Managing Canvas Data with Embulk

robotcars
Community Champion
12
6576

Embulk is an open-source bulk data loader that helps data transfer between various databases, storages, file formats, and cloud services. embulk.org github contributors

 

Simply put, Embulk makes importing gzipped CSV files into any RDBMS* and managing the data and workflow necessary for Canvas Data using command line tools easy, really easy, specifically solving issues we experience working with Canvas Data without fancier tools.

 

with support for

Linux, OSX, Windows https://github.com/embulk/embulk#quick-start

MySQL, MS SQL Server, Oracle, PostgreSQL, RedShift https://github.com/embulk/embulk-output-jdbc

 

* Embulk goes beyond SQL, List of Embulk Plugins by Category

 

and features useful for Canvas Data

  • Decode gzipped files
  • The ability to intelligently guess the format and data types of CSV files
  • Parallel execution of tasks, multi-threading per CPU core, and a task for each batch file
  • Input CSV Plugin as default Input for Embulk
  • Filter data with Filter Plugins, https://plugins.embulk.org/#filter
  • Output Data to SQL
    • Insert, Insert Direct, Replace, Merge, Truncate and Truncate Insert
    • Timestamp formatting
    • TimeZone conversion from UTC for date time columns
    • before_load and after_load, config options to run queries before (truncate) and after import (indexes)
    • and more

 

Embulk uses YAML config files for each task, for Canvas Data this means each input source (table files) and it's output destination (db table) is 1 file. This includes differences between staging, test and production destinations. I imagine your workflow and setup will be different than mine and many others. You may only need a few tables, or only have one database, or you could simply use Embulk to manage, manipulate, filter and possibly join CSV files to examine with Tableau if that's your thing. For this reason, I have only shared each set of config files for MySQL, MSSQL, Oracle, and PostgreSQL. I have not worked with RedShift.

 

Our old workflow, requires that we attempt to maintain the newest data from Canvas Data for reporting, attendance, API services and automation, and LTIs. One of our biggest issues is the size of the daily batch without deltas and the growing use of Canvas within our schools and how long importing everything can take, how slow and unnecessary it is to hold 6 years worth of data for this semester, tried different things in SQL and bash to limit the data quickly for the current school year in production, never implement. LTI queries for attendance and submissions are really slow. Then some days the downloaded files are 0 bytes, we must have lost internet, or there was duplicates and the table didn't load, and it takes until 2pm to get everything loaded. Sometimes there's new columns in the table and I forgot to read the release notes and we've truncated the table before importing, and it takes hours to import. And so on.

 

Some of these are human, some of these are manageable.

 

Our new workflow uses Embulk

  1. Download with Canvas Data CLI, some of that documented here
  2. Import all CD tables using CSV in SQL out to staging environment with Replace mode, this creates temporary tables for the import, if it fails, the previous version is still intact. After successful import, Embulk will drop the old table and run the after_load queries, I use this for enumerable constraints and indexes. I left a lot of examples in the configs.

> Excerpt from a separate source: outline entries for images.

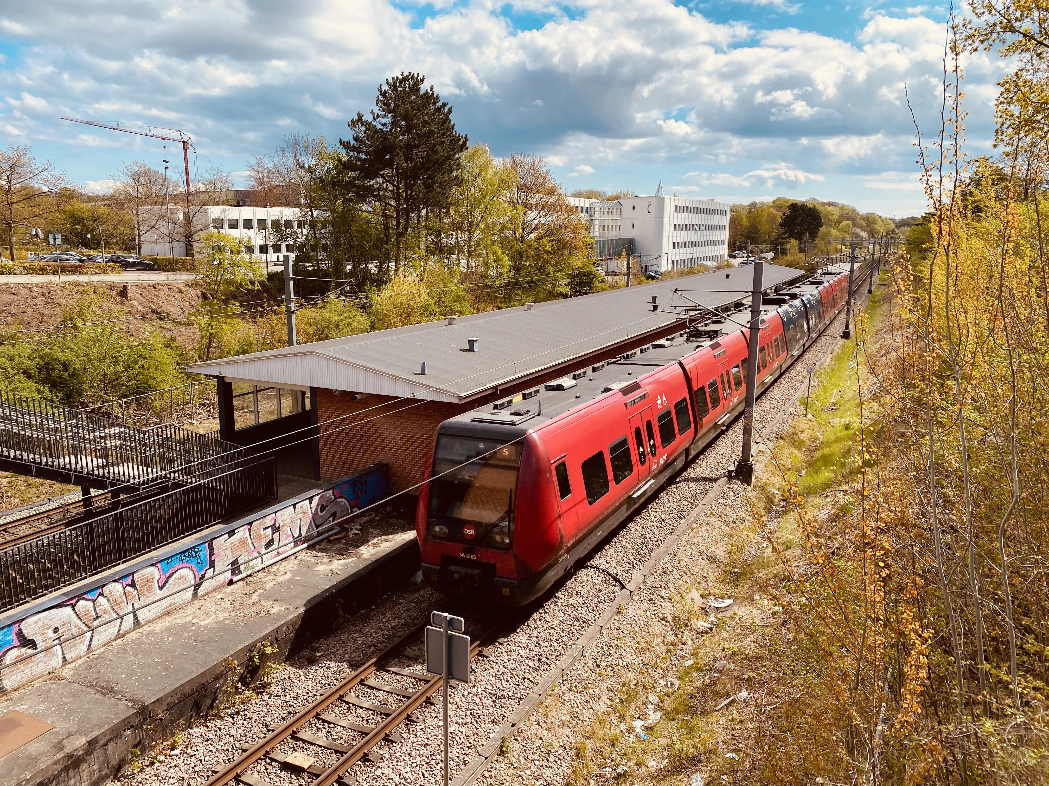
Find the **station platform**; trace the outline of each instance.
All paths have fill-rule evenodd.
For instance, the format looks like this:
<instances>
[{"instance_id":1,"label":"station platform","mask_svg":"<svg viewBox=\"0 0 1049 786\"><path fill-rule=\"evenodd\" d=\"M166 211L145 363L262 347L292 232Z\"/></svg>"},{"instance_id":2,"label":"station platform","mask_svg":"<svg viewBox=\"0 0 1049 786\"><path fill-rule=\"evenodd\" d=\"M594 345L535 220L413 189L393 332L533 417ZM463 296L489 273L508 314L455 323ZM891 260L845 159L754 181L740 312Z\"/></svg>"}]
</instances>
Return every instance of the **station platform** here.
<instances>
[{"instance_id":1,"label":"station platform","mask_svg":"<svg viewBox=\"0 0 1049 786\"><path fill-rule=\"evenodd\" d=\"M243 668L265 641L278 648L271 658L282 660L330 632L338 611L370 604L379 587L411 576L414 531L386 530L352 548L299 551L4 694L0 719L12 711L28 719L0 720L0 783L107 783L132 749L148 750L215 708L229 659Z\"/></svg>"}]
</instances>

    The Requests table config uses Insert mode to append the new rows.
  3. I use staging for Tableau reporting. For production, I only need to load the tables necessary for our LTIs and API services. Some of these configs are straight copies of the staging imports, except they point to production. Some of the configs create new tables using SQL in SQL out and importing filtered or composite tables from query results using https://github.com/embulk/embulk-input-jdbc

    heres' an example https://github.com/ccsd/canvas-data-embulk-configs/wiki/SQL-in-SQL-out

 

Using RHEL7, 6 CPUs with 12 cores, and 16GB Ram, Embulk imports 7.9GB of CSVs into >1TB of SQL (no requests) in less than 4.5 hours, depending on which indexes you keep in the configs.

 

GitHub - ccsd/canvas-data-embulk-configs: YAML configs for importing Canvas Data with Embulk

 

12 Comments
James
Community Champion

carroll-ccsdGreat Job!

Thanks for getting this written up; I know it was a major undertaking. I don't think I realized until I saw your video that Embulk would let you drop columns and filter rows to help get just the data you want.

Can you clarify your comment about benchmarking?

Embulk imports 7.9GB of CSVs into >1TB of SQL (no requests) in less than 4.5 hours

Do you mean that 7.9GB of compressed CSV and 1TB of disk storage? Or does it actually create 1TB of SQL and then you run that separately, if so, is the 4.5 hours just to create the SQL?

robotcars
Community Champion
Author

Absolutely, I didn't make that very clear.

Our compressed daily import (~7.9GB/gz) is just over 1TB* on SQL Server 14.

I also delete requests from the previous sequences after downloading, keeping the one I haven't imported.

47GB unpacked on disk storage.

Last nights batch was 7.7GB, guessing the difference was requests for July 4*.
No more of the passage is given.